I have a 6yr DD. She is usually pretty well behaved but recently has been having moments where she becomes very upset and angry and will hit out whilst in her tantrum. She is usually kind and loving but it happens to be when she becomes upset over some thing and she becomes overwhelmed and angry and ends up hurting me. I think a lot of this has come from lockdown as she’s an only child and is struggling with not seeing her friends at school for so long. Before this she was usually very good with her friends with the normal type of childhood spats.
The thing is obviously we don’t accept this behaviour and always address it by explaining her hitting is not acceptable, taking away screen time etc. To calm down I have got her a sensory ball and liquid timer which does help but she has to have come out the other end of the tantrum before she’ll use these.

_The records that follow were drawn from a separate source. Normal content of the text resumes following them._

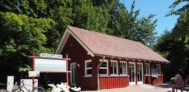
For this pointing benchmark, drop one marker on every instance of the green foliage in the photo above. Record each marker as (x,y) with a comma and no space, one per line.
(39,24)
(174,45)
(184,8)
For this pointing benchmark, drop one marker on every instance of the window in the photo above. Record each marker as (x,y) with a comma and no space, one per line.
(123,68)
(88,68)
(147,69)
(114,67)
(158,67)
(156,70)
(103,67)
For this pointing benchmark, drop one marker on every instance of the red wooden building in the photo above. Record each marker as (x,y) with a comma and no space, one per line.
(100,61)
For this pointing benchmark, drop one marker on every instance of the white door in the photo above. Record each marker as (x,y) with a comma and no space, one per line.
(132,77)
(73,73)
(139,73)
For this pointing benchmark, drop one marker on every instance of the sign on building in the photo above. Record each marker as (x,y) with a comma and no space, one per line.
(33,73)
(50,65)
(10,83)
(27,86)
(50,55)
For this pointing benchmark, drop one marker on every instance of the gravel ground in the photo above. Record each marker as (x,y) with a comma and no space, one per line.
(137,88)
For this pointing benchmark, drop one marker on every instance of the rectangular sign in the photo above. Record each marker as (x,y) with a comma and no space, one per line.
(33,73)
(50,55)
(10,83)
(26,85)
(50,65)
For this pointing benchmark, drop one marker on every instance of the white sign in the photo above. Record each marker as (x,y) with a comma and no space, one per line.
(50,55)
(26,85)
(33,73)
(10,83)
(50,65)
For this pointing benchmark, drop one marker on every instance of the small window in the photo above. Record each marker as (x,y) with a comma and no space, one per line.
(103,71)
(123,68)
(158,66)
(146,69)
(88,68)
(114,67)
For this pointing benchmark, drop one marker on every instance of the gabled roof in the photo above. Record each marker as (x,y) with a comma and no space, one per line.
(102,44)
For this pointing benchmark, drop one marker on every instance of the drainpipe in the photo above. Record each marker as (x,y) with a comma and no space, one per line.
(98,66)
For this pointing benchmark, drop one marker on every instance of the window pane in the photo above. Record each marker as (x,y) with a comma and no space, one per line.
(89,64)
(113,68)
(103,71)
(89,71)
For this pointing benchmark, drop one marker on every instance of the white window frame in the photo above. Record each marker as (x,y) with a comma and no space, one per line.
(106,68)
(158,66)
(88,68)
(114,61)
(148,68)
(123,63)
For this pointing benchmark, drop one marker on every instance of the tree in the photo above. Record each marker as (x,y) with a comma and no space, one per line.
(39,24)
(181,10)
(19,35)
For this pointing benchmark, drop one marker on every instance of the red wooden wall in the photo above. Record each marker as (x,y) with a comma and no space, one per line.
(113,82)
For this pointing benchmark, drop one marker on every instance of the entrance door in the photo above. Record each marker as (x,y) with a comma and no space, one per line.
(73,73)
(139,73)
(132,77)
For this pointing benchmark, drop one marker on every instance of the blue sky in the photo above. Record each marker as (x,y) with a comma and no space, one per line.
(158,7)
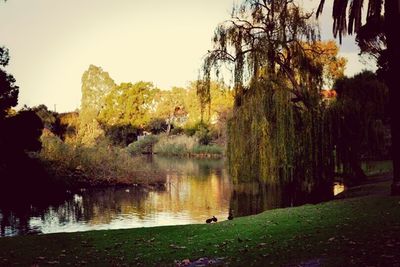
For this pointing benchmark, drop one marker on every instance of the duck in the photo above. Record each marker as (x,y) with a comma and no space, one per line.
(213,219)
(230,215)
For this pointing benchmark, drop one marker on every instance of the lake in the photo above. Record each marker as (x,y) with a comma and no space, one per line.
(195,189)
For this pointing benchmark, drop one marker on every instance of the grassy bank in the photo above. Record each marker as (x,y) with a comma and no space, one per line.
(76,165)
(175,145)
(347,232)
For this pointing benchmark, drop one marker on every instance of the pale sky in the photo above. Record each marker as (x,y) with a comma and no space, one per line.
(52,42)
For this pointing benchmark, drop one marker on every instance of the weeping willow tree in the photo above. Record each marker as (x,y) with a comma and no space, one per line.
(278,132)
(358,116)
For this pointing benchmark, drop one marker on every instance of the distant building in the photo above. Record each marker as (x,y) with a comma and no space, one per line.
(328,95)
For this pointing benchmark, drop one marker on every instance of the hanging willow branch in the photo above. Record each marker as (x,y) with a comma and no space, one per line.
(354,18)
(265,38)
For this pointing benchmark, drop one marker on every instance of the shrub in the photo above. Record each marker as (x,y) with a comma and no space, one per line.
(100,164)
(175,145)
(144,145)
(208,149)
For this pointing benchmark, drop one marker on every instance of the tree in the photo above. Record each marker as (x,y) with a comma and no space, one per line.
(8,89)
(278,132)
(126,111)
(358,117)
(96,84)
(170,106)
(352,24)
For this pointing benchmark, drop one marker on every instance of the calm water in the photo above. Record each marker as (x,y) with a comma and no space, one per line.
(196,189)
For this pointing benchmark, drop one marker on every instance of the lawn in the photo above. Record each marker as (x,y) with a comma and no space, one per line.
(356,231)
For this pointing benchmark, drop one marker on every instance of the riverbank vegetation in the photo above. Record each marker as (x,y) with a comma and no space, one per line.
(348,232)
(282,128)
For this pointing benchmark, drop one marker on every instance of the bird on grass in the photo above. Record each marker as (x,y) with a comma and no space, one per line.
(230,215)
(213,219)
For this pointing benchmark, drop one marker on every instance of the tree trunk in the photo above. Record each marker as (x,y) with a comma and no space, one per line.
(392,20)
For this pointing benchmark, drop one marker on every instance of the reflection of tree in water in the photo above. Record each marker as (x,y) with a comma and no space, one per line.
(101,206)
(15,216)
(189,166)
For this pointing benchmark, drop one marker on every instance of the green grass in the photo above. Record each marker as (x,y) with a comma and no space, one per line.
(357,231)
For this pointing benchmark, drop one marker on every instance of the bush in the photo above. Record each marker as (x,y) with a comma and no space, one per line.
(203,134)
(100,164)
(208,149)
(177,145)
(142,146)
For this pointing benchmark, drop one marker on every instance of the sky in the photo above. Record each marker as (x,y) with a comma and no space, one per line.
(52,42)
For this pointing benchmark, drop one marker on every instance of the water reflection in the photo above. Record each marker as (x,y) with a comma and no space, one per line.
(195,189)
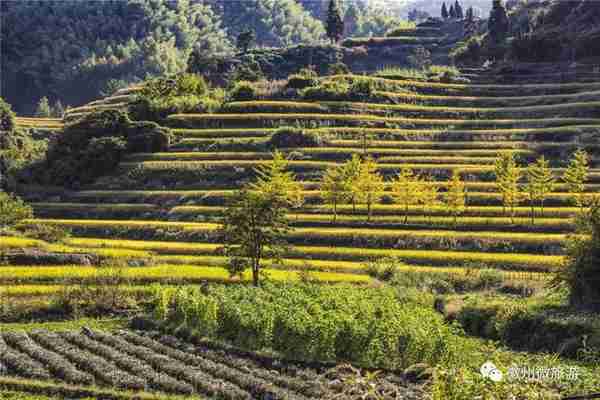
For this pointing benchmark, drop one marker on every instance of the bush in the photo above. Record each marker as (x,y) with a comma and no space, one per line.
(13,210)
(47,233)
(95,144)
(305,78)
(286,137)
(243,91)
(581,272)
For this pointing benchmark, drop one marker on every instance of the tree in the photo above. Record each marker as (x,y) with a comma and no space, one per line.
(445,14)
(576,175)
(540,182)
(245,40)
(43,108)
(507,179)
(452,12)
(369,185)
(498,23)
(350,20)
(458,10)
(334,188)
(420,58)
(580,273)
(274,181)
(334,23)
(58,110)
(406,190)
(351,171)
(254,228)
(456,196)
(428,194)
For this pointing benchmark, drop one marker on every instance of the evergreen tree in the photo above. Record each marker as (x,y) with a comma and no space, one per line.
(406,190)
(43,108)
(350,20)
(458,10)
(540,182)
(333,188)
(369,185)
(245,40)
(335,24)
(498,23)
(455,196)
(576,175)
(452,12)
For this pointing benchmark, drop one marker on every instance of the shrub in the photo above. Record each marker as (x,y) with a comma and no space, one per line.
(581,272)
(286,137)
(243,90)
(305,78)
(95,144)
(338,68)
(13,209)
(330,90)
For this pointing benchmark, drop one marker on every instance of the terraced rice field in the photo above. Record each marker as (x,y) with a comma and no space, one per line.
(167,206)
(127,362)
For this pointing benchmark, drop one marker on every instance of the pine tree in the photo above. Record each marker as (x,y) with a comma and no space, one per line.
(455,196)
(335,24)
(369,185)
(274,181)
(333,188)
(507,180)
(43,109)
(498,23)
(351,170)
(458,10)
(576,175)
(406,190)
(58,110)
(350,20)
(444,11)
(540,182)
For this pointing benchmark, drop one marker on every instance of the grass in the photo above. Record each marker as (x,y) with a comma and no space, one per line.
(107,324)
(267,119)
(169,274)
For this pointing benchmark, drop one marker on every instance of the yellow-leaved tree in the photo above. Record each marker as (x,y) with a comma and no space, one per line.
(369,185)
(333,187)
(540,182)
(456,197)
(350,171)
(406,188)
(576,175)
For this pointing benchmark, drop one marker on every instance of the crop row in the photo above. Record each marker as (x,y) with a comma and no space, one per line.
(489,90)
(480,101)
(266,120)
(162,273)
(440,134)
(576,109)
(361,237)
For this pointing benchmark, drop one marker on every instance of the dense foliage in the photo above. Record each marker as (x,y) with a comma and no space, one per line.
(74,51)
(367,326)
(94,145)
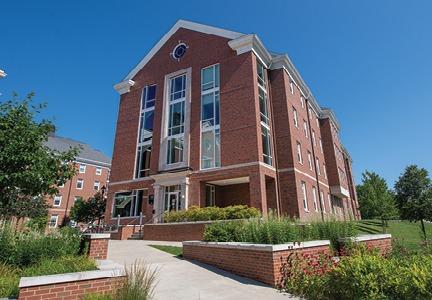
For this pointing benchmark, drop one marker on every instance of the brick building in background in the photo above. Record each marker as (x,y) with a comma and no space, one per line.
(93,170)
(211,117)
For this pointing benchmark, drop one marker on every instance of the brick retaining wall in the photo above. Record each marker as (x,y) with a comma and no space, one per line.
(72,285)
(256,261)
(176,232)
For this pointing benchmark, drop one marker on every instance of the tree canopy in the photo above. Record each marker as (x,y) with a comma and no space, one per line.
(86,211)
(29,170)
(375,198)
(414,195)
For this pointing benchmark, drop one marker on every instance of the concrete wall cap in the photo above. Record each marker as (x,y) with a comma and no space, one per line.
(366,237)
(96,236)
(259,247)
(70,277)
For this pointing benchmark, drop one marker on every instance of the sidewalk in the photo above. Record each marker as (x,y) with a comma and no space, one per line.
(182,279)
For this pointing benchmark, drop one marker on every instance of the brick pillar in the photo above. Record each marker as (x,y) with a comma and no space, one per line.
(97,245)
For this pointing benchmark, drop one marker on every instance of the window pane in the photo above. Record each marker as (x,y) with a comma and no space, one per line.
(175,150)
(207,110)
(207,150)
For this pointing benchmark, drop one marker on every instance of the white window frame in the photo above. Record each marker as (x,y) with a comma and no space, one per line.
(59,197)
(145,143)
(82,184)
(304,192)
(98,171)
(299,154)
(163,155)
(310,160)
(315,200)
(214,129)
(96,183)
(322,201)
(306,129)
(295,116)
(317,165)
(265,124)
(56,221)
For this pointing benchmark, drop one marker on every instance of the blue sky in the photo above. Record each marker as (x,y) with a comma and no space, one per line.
(370,61)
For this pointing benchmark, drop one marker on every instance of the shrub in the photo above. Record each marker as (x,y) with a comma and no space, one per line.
(9,279)
(195,213)
(26,248)
(365,275)
(277,231)
(139,284)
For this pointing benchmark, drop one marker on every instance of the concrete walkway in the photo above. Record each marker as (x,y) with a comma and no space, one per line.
(183,279)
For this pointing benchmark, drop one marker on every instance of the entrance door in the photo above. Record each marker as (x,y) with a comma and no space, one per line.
(173,198)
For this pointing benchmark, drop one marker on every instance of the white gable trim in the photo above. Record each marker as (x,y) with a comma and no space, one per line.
(181,24)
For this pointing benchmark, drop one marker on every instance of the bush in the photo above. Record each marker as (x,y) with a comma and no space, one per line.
(10,276)
(139,284)
(277,231)
(365,275)
(9,279)
(26,248)
(195,213)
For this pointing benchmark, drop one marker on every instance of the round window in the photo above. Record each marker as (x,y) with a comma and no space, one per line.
(179,51)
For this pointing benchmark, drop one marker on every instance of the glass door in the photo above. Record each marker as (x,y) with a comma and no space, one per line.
(173,198)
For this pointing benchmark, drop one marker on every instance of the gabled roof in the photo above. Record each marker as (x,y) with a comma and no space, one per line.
(181,24)
(87,154)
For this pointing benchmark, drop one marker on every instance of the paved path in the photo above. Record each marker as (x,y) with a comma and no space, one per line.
(182,279)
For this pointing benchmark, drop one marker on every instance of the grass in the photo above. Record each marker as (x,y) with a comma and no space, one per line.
(10,276)
(174,250)
(408,233)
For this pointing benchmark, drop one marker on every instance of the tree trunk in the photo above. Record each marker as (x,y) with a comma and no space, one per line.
(423,230)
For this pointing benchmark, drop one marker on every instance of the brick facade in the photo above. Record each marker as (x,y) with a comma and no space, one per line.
(243,176)
(259,262)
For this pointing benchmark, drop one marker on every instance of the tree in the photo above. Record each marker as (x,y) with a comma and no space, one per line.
(414,196)
(89,211)
(29,170)
(375,198)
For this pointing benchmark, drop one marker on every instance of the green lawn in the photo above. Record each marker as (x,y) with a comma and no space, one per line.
(408,233)
(174,250)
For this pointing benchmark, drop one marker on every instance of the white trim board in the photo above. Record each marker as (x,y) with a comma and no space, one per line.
(181,24)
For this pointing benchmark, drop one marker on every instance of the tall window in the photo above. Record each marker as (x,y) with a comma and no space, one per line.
(318,166)
(210,195)
(322,201)
(310,160)
(128,204)
(314,198)
(264,114)
(57,200)
(299,157)
(305,127)
(303,185)
(210,125)
(148,99)
(295,116)
(176,119)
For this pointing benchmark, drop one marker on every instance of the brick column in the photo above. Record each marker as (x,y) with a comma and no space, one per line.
(97,245)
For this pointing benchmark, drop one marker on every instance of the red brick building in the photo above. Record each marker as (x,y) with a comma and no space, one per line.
(211,117)
(93,169)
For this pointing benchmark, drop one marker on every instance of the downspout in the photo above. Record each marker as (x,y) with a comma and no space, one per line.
(314,159)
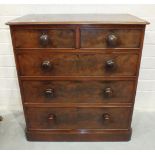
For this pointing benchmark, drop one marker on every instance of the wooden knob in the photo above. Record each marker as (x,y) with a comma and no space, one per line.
(49,92)
(46,65)
(44,40)
(110,64)
(108,92)
(112,40)
(51,117)
(106,117)
(1,118)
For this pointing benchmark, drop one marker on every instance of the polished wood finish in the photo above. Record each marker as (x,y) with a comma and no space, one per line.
(106,38)
(64,92)
(78,74)
(45,19)
(54,38)
(85,118)
(77,64)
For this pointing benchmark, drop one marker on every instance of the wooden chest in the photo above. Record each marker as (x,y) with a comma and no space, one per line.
(78,74)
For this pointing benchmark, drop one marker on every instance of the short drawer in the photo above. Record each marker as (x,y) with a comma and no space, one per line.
(73,64)
(110,38)
(44,38)
(78,118)
(78,91)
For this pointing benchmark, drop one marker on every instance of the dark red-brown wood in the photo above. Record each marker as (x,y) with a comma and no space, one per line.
(78,78)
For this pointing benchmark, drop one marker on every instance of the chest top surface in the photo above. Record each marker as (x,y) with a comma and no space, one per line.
(33,19)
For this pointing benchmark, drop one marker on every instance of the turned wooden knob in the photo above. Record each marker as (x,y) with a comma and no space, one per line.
(44,40)
(112,40)
(51,117)
(46,65)
(49,92)
(108,92)
(1,118)
(106,117)
(110,64)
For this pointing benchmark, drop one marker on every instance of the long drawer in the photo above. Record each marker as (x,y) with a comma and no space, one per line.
(78,91)
(77,64)
(78,118)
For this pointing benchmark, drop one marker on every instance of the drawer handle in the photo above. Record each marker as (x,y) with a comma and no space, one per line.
(44,40)
(1,118)
(46,65)
(112,40)
(106,117)
(49,92)
(110,64)
(108,92)
(51,117)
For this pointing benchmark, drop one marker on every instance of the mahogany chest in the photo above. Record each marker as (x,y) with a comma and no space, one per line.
(78,74)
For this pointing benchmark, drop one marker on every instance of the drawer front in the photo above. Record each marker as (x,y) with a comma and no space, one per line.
(111,38)
(50,38)
(64,64)
(78,91)
(78,118)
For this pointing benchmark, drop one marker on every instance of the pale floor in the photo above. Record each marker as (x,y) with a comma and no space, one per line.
(12,135)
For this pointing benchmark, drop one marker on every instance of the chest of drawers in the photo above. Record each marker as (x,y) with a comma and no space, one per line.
(78,74)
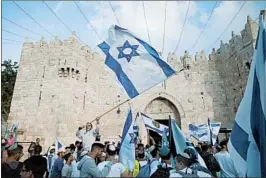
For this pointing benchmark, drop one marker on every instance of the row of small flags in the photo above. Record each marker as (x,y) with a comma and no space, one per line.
(137,67)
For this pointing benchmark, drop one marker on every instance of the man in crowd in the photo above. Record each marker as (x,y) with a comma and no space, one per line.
(87,136)
(67,169)
(225,162)
(87,165)
(209,159)
(182,162)
(34,166)
(117,169)
(12,166)
(32,145)
(58,164)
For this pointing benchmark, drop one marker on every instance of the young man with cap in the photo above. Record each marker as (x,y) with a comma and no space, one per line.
(117,169)
(87,136)
(12,166)
(182,162)
(87,165)
(58,164)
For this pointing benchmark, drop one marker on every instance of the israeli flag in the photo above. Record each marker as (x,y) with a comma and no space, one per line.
(181,142)
(202,132)
(151,124)
(127,149)
(58,147)
(136,65)
(247,144)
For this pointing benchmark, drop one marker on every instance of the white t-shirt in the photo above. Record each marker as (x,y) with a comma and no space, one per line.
(154,166)
(116,169)
(173,173)
(226,164)
(143,163)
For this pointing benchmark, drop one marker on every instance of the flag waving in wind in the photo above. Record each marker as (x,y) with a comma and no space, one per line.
(247,144)
(137,66)
(127,149)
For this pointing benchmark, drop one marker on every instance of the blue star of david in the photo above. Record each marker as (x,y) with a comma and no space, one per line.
(127,56)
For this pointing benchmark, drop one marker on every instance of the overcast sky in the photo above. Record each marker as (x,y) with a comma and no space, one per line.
(131,16)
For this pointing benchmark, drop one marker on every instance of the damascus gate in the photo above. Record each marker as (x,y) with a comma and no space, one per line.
(61,85)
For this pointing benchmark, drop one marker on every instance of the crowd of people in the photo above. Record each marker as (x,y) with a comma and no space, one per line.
(90,158)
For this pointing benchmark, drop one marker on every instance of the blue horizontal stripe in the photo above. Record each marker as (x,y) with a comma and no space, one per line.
(127,125)
(120,74)
(168,71)
(239,140)
(258,123)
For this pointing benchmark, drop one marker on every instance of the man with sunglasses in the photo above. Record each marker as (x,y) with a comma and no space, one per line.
(88,136)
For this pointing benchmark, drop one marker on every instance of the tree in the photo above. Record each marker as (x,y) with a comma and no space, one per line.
(8,79)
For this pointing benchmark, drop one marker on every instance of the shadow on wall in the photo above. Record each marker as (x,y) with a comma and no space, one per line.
(232,63)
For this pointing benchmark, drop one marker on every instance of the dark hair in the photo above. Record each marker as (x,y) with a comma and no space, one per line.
(141,155)
(96,146)
(154,152)
(223,143)
(37,149)
(182,159)
(140,145)
(110,152)
(205,147)
(37,165)
(65,157)
(20,147)
(72,147)
(15,151)
(167,157)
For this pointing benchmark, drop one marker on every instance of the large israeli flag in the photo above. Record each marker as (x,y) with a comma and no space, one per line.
(202,132)
(153,125)
(247,144)
(136,65)
(127,149)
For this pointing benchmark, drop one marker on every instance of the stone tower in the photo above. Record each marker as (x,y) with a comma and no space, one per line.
(61,85)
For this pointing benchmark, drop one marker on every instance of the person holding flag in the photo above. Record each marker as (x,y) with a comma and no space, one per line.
(127,149)
(247,144)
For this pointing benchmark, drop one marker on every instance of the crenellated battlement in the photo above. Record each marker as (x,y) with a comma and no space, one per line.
(236,45)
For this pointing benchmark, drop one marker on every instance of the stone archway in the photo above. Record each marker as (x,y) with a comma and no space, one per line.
(159,108)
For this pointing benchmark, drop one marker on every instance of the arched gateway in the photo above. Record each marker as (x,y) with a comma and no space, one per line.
(160,108)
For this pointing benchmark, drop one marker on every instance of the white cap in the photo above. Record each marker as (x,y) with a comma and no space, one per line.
(83,153)
(185,155)
(62,149)
(103,154)
(111,147)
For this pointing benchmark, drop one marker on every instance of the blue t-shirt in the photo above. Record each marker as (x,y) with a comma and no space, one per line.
(57,168)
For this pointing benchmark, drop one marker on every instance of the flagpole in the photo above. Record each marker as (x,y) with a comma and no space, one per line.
(131,98)
(209,123)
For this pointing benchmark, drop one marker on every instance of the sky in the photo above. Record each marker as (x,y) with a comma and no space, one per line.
(130,15)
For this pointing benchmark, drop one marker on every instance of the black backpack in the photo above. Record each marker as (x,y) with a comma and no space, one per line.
(7,171)
(162,172)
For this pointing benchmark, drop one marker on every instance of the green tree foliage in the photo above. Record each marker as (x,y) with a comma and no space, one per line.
(8,79)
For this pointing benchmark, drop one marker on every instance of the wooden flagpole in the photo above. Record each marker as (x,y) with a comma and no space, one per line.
(98,118)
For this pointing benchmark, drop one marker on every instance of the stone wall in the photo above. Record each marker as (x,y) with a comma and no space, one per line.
(61,85)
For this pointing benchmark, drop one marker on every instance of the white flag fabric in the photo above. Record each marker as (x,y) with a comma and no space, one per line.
(137,65)
(202,132)
(127,149)
(247,144)
(151,124)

Anyway, for some reason DD has started doing this in response to being wound up by her friend. They have been friends since they were babies, and we get on really well with the parents and spend a lot of time together.
DF has two children and her other one is a 3 year old. As siblings they have their own little spats and I have explained to DD not to get caught in the middle of those as she can get involved and then it comes back on her.
If her friend says something to scare or upset her, rather than coming to us, she will tell her to stop and if she doesn’t she will then hit out.
We have had numerous conversations about how we don’t hit and that she needs to tell us what is happening. Another problem, is at the time she will not tell us why she has done it, and we only get one side of the story (not that it’s acceptable to hit out, but more for the context that she doesn’t do it for no reason and only with this particular friend). Because of this, she is getting a bit of a reputation for being a hitter and obviously gets the blame as she was the one that hit out rather than talking to us about something upsetting her.
Any advice on how to handle this, like I say we always reprimand her and I want her to understand that we don’t hit. We don’t smack her and would prefer to deal with the issue by talking about it but so she understands that she needs not to hit out when angry as she will loose friends. At the moment whatever we are doing doesn’t seem to have much of an affect.